Challenges
DBAs and data architects trying to populate test databases often rely on unsafe, and inadequate protection data. There are a number of problems with this approach, including:
Testing with production databases is not a good strategy for several reasons:
- The database contains personally identifiable information (PII) subject to data privacy laws
- Access to the database itself may be restricted because of the PII or other information within
- The database may not exist yet
- Current values in the database do not reflect the future scope of data that must be tested
- Manual subsetting and masking are time-consuming and may leave the data unrealistic or still non-compliant
DBAs and application developers require test data that has the characteristic content, format, and relationships of future production data. This is the only way to verify that each application step and query will still work.

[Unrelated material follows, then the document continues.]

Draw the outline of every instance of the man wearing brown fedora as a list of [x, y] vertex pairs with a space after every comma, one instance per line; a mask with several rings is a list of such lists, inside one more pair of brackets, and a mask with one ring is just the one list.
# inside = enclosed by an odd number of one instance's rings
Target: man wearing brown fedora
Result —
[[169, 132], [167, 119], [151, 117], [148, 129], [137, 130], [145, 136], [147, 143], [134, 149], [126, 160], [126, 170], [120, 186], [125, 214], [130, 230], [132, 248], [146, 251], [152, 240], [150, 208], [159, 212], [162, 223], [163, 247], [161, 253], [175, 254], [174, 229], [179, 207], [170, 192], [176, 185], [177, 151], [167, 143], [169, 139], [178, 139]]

Developers require data that are secure (i.e., do not violate privacy rules) and do not depend on other developers or phases of development to produce the data they need for their phase. Development may also need to be outsourced, and to occur in different locations concurrently.
Solutions
IRI RowGen software removes the requirement of using production data in testing by generating production class test data instead. RowGen uses production metadata, not production data, to parse, generate, and populate target tables with structurally and referentially correct test data. See how you can automate this process in a fit-for-purpose wizard and leverage external data in it here.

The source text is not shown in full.